En parallèle de la préparation sportive des athlètes, ces derniers apportent un soin particulier au matériel, là encore un critère important de la performance. Si certaines séries sont monotoypes, d’autres (Finn, 470) répondent à des jauges à restrictions. “On peut toujours faire du développement, mais c’est sans limite si tu te lances là-dedans et il faut que le budget suive”, confie Camille Lecointre qui, s’estime plutôt bien lotie en la matière (elle et Aloïse Retornaz ont des partenariats avec Guyot Environnement et Serenis Consulting) :  “Le fait d’avoir obtenu notre sélection assez tôt est positive de ce point de vue, car c’est un bon signe pour les partenaires”.

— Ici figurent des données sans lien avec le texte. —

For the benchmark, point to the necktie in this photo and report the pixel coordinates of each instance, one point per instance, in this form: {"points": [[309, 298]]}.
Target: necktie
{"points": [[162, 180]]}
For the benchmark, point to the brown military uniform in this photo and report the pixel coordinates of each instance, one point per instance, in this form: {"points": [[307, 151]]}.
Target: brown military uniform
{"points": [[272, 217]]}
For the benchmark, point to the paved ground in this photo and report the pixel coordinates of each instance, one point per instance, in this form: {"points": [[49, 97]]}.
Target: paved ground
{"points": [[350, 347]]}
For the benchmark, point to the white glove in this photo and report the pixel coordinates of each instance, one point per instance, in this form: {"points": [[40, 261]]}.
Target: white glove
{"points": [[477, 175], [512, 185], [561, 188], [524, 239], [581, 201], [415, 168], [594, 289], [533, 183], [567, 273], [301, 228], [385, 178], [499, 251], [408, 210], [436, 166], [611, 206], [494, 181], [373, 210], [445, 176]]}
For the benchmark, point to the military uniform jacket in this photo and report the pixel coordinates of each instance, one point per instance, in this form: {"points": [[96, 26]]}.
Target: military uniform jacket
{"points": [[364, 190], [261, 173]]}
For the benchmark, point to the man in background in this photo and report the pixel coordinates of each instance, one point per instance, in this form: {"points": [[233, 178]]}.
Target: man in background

Si les Laser forment un cas unique, puisque la série donne lieu à tirage au sort des bateaux et des voiles pour les Jeux, ailleurs, la monotypie n’est pas la garantie d’une équité absolue, loin s’en faut. “Certains flotteurs sont vite obsolètes, les mâts et voiles ne sont pas exactement identiques d’une série à l’autre. On ressent physiquement les différences sur chaque élément de la planche. C’est un des facteurs-clefs de la performance qui nous demande beaucoup d’attention”, confirme Louis Giard. En catamaran, Franck Citeau a la dent dure contre Nacra  “qui n’a pas mis les moyens pour accéder à une véritable monotypie, ce qui suppose d’acheter beaucoup de matériel pour ensuite trouver la combinaison qui fonctionne. Chaque équipage a son réglage.”

Un réglage qu’il faudra sans doute savoir adapter à l’instant T car la baie de Sagami, où se disputeront les épreuves, peut réserver toutes les conditions, comme l’ont montré les test-events :  grosse houle et vent du large renforcés par le thermique, pétole, vent de terre plus tordu sous le Mont Fuji. “En voile, nous avons un stade qui se déforme et n’est jamais exactement le même. D’où l’intérêt de l’analyser finement. Nous avons investi Enoshima dès 2017, explique Guillaume Chiellino. Et Camille Lecointre de conclure :  “Aux Jeux, il se passe forcément des choses improbables et il faut être prêt à ça”.